Let’s look at the signature of the single_to_multisite_migration command:

def single_to_multisite_migration(name=None, new_blog_id=None, ftp_host=None, ftp_user=None, ftp_pass=None):
    ...

The name and new_blog_id parameters are required. The name will be used when creating a database in your local mysql server. This is where we’ll load the single blog’s database dump. It doesn’t matter much what name is, but it should conform to mysql’s rules for identifiers.

The new_blog_id is the ID that you made note of earlier.
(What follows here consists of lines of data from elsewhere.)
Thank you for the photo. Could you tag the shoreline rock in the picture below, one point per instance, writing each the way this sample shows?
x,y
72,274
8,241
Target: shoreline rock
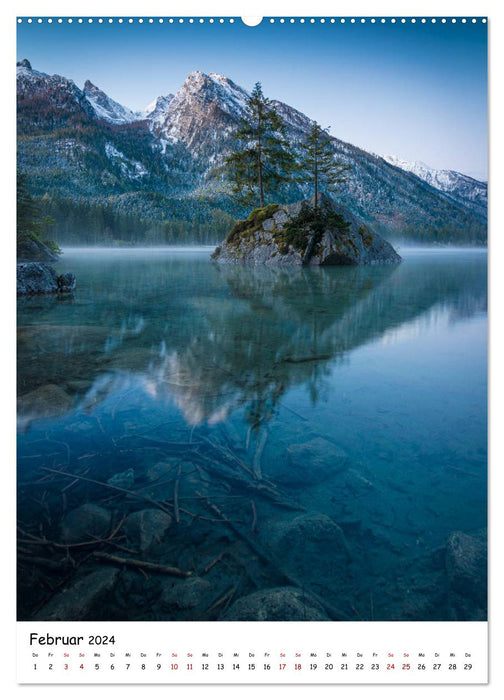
x,y
261,239
41,278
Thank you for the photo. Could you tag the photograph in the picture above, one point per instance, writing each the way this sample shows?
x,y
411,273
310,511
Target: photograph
x,y
251,319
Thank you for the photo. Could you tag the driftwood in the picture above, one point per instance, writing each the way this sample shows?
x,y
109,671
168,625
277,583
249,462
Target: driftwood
x,y
332,612
142,497
140,564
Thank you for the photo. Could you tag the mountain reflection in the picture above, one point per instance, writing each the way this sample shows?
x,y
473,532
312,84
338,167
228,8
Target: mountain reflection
x,y
214,338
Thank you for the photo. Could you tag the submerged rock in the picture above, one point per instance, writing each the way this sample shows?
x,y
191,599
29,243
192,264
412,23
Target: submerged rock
x,y
123,480
311,547
83,598
47,400
40,278
145,528
289,604
466,565
185,595
87,522
344,240
312,462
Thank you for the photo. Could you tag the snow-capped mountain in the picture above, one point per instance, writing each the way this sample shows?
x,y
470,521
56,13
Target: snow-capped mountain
x,y
106,108
204,110
461,187
157,109
49,94
164,163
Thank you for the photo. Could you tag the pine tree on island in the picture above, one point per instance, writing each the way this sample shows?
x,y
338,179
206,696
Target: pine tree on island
x,y
318,163
263,159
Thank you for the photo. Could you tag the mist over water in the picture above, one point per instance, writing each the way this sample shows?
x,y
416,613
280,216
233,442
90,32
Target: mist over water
x,y
347,404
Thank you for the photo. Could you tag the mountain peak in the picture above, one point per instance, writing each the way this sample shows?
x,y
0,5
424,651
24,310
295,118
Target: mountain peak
x,y
105,107
89,87
24,63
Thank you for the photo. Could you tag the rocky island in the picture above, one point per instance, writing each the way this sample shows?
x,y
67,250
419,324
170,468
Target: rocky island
x,y
34,275
302,234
If you’re using WP Engine to host the standalone blog, deploy tools can retrieve a recent database dump for you automatically. For this to work, you’ll need to provide your FTP credentials when running single_to_multisite_migration.

Here’s an example:

$ fab single_to_multisite_migration:blogname,53,myinstallname.wpengine.com,ftpusername,ftppassword

If you’re not using WP Engine, you’ll need to get a database dump by some other means. Once you have it, place it in the root directory of your multisite project repo. The single_to_multisite_migration command expects a mysql.sql file in this location, so you may need to rename your dump file to meet this expectation.
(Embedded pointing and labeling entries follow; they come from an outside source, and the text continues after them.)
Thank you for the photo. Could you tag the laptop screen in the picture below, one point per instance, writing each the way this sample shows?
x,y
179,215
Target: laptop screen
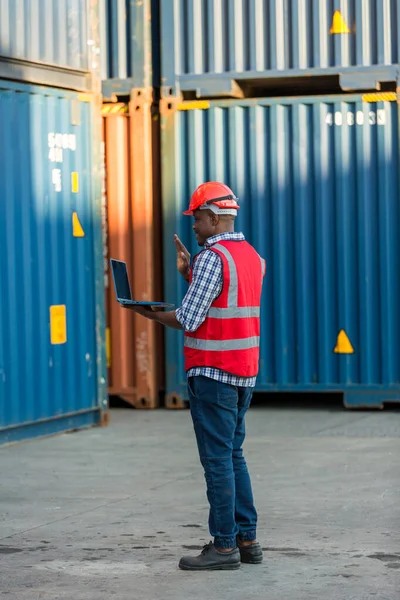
x,y
121,280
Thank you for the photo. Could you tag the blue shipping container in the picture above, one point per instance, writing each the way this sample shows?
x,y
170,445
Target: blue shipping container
x,y
53,42
52,359
319,183
205,43
129,45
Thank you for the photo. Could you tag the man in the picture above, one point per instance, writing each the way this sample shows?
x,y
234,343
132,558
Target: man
x,y
220,316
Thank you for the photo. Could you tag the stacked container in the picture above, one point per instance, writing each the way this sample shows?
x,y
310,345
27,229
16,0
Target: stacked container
x,y
52,346
132,194
294,105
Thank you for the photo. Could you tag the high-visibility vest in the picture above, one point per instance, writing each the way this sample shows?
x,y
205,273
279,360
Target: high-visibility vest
x,y
229,337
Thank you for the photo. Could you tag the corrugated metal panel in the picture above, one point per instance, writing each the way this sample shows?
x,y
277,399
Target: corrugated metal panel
x,y
319,185
129,57
133,228
48,31
51,375
274,36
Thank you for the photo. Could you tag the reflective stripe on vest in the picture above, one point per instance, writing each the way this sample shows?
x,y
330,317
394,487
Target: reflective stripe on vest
x,y
233,285
238,312
220,345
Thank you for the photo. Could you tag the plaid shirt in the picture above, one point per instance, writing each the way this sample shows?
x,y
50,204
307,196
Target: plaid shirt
x,y
206,286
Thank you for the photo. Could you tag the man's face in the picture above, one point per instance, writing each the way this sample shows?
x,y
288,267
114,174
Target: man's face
x,y
204,225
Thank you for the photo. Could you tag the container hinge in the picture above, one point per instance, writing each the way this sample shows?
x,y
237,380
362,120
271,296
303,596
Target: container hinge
x,y
367,80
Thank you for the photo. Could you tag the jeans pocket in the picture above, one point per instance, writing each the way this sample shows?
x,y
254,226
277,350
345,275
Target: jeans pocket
x,y
190,384
227,395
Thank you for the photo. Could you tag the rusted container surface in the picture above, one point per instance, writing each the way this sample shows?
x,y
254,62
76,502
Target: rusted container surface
x,y
135,346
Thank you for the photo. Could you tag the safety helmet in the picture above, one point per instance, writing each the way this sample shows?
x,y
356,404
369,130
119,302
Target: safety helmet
x,y
213,196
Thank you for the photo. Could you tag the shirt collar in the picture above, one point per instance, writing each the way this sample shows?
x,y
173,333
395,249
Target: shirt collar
x,y
232,236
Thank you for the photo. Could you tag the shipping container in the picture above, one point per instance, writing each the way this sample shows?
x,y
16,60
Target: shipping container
x,y
135,346
318,180
52,318
232,47
52,42
129,46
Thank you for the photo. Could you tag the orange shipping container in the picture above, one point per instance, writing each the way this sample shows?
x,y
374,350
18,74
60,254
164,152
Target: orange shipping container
x,y
135,345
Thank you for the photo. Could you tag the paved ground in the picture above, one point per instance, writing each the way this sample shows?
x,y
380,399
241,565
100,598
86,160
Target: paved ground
x,y
107,513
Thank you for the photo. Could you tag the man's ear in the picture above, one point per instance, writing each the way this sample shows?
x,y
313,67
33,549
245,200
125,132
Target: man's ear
x,y
214,219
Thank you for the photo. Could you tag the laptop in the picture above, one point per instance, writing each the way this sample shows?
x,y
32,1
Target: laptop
x,y
123,289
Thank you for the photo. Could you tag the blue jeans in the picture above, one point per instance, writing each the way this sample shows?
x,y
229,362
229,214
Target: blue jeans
x,y
218,411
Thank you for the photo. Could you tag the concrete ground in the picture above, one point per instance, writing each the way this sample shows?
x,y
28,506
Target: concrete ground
x,y
107,513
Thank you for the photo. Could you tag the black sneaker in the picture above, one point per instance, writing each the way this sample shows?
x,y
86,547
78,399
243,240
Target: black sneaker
x,y
251,554
211,559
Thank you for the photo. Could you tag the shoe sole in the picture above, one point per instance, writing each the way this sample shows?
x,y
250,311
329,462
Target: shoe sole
x,y
254,561
231,567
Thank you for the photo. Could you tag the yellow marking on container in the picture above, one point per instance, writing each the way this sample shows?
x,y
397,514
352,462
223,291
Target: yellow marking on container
x,y
74,182
114,109
195,105
85,97
108,347
58,324
343,344
339,25
380,97
77,229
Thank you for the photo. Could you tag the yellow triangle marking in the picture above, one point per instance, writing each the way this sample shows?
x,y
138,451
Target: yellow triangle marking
x,y
339,25
77,229
343,344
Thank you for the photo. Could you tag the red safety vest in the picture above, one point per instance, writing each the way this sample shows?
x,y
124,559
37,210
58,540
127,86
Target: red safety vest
x,y
229,337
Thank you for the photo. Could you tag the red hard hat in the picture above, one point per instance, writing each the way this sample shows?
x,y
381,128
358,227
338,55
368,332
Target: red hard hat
x,y
212,192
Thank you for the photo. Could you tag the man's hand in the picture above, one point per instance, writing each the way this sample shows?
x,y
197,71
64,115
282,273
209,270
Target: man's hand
x,y
167,318
182,258
144,311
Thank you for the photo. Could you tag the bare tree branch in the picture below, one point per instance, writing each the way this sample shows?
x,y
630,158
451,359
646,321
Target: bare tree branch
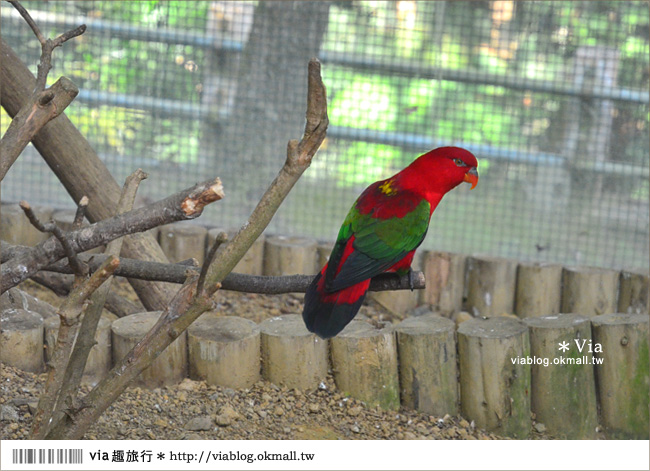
x,y
43,105
85,339
61,285
47,45
187,204
69,315
299,155
37,112
177,273
189,304
77,267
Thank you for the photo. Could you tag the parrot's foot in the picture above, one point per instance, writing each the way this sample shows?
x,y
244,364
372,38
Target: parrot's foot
x,y
411,279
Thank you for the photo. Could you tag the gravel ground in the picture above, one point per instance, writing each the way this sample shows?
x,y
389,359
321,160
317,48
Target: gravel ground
x,y
194,410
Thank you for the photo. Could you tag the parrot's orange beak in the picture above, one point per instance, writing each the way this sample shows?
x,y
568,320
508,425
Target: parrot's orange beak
x,y
471,177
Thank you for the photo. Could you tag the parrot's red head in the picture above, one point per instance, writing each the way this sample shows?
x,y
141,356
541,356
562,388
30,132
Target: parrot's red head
x,y
439,171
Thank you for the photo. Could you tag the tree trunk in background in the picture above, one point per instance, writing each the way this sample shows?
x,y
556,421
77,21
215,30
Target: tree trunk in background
x,y
271,86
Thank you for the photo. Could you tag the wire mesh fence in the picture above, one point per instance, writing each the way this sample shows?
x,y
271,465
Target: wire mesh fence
x,y
552,97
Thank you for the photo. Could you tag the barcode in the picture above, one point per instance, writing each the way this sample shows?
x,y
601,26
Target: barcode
x,y
48,456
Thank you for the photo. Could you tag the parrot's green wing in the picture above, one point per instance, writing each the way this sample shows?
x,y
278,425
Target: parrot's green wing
x,y
377,233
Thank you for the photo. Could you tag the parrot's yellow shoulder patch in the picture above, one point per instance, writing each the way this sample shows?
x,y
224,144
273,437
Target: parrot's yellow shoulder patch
x,y
387,188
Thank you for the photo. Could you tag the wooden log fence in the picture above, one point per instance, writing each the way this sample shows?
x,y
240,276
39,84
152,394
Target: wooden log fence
x,y
487,365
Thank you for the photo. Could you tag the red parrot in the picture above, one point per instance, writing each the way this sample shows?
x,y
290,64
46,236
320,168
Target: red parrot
x,y
380,234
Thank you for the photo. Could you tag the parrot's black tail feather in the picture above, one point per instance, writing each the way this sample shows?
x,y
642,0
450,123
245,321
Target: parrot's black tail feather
x,y
327,314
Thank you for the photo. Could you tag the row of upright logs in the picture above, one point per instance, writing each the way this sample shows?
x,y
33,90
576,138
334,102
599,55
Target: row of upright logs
x,y
503,363
494,371
481,285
After you have the mysql.sql dump in the root of your multisite project repo:

$ fab single_to_multisite_migration:blogname,53
Example of the output from the single_to_multisite_migration command
Example output from the single_to_multisite_migration command

Step three: wait… rejoice! Your multisite_migration.sql file is ready!

Depending how big your standalone blog’s database is, it may take a while for the command to finish.
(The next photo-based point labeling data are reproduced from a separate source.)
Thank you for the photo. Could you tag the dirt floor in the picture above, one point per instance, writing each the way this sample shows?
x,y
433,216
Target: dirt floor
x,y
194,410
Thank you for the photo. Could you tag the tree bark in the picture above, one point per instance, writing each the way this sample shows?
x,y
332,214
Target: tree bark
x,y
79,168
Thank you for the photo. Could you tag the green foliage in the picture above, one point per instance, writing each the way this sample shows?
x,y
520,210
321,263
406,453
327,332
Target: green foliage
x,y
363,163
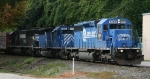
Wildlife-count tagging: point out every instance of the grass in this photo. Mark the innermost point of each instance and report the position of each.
(29, 60)
(50, 69)
(101, 75)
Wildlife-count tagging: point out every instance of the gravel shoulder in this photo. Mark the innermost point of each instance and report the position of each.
(82, 69)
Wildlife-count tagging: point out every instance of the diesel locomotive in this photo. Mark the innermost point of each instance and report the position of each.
(106, 40)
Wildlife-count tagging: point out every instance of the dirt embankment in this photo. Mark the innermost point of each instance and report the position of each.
(55, 68)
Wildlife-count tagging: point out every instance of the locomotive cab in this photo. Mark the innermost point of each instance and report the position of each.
(117, 34)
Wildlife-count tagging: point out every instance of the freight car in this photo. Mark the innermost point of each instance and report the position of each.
(28, 42)
(4, 40)
(61, 40)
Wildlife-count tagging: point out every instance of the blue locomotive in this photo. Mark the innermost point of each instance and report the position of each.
(107, 40)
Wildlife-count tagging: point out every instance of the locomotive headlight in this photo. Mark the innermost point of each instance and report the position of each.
(118, 21)
(121, 50)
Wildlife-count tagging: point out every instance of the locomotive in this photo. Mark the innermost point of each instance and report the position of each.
(106, 40)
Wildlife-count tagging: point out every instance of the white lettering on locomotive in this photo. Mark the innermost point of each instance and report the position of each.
(123, 37)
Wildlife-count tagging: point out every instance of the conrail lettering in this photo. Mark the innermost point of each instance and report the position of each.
(123, 37)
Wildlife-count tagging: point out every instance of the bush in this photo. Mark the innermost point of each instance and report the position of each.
(28, 61)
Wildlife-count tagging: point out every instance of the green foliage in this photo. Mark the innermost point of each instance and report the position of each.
(50, 69)
(28, 61)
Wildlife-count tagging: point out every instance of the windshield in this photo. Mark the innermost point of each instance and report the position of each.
(117, 26)
(67, 31)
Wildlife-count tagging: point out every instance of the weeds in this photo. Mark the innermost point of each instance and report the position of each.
(28, 61)
(102, 75)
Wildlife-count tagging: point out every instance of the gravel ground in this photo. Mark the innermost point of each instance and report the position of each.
(126, 72)
(121, 72)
Message indicating the single_to_multisite_migration command finished properly.
Message indicating the single_to_multisite_migration command finished properly

Step four: apply the multisite_migration.sql file to your multisite database

I leave it up to you to decide how to best to apply the migration file to your database. You may be able to import the sql using phpMyAdmin, or, if you’re using WP Engine, you might contact their lovely support staff and ask them to apply it for you. Be clear that you DO NOT want to drop all tables in your multisite database before importing the multisite_migration.sql file.

Aside from renaming the standalone blog’s tables, what does single_to_multisite_migration do?

Great question. Here’s the short list:

  • Finds the maximum user ID in your multisite database and uses that value to offset the ID’s of users in your standalone blog’s wp_users table so that they can be inserted into the multisite database without duplicate primary key errors.
  • Finds the maximum user meta ID in your multisite database and uses that value to offset the umeta_id's in your standalone blogs wp_usermeta table so that user meta can be inserted into the multisite database without duplicate primary key errors.
  • Retains the siteurl and home values in your multisite “skeleton” site’s wp_[new_blog_id]_options table. This means that you won’t have to (re)set your new multisite blog’s site url and home url values after applying the multisite_migration.sql file.
  • Looks through all of the standalone blog's posts to find "wp-content/uploads/" and replace it with "wp-content/blogs.dir/[new_blog_id]/files/" to help with migrating uploads to the multisite install.
  • Uses REPLACE, UPDATE and some tricky subqueries to insert or update rows. This means you can apply the multisite_migration.sql file to your multisite database and avoid duplicate wp_users and wp_usermeta entries. Helpful if you need to run several incremental migrations to get all of a blog’s content before making the official transition to the multisite install.

Migrating uploads

The other thing you'll need to do is move your standalone blog's uploads directory. The single_to_multisite_migration command doesn't do this for you. You'll have to manually move the contents of the standalone blog's "wp-content/uploads/" to the multisite install "wp-content/blogs.dir/[new_blog_id]/files/" directory.

Test your migrations thoroughly before deploying.

We’ve tested and used this method several times with great success. It works well for us.

That said, remember to thoroughly test migrations before applying them to any production environment.

Break your local development site or your staging server first and be happy about it! Then fix any mistakes and you'll be ready to apply to your production database.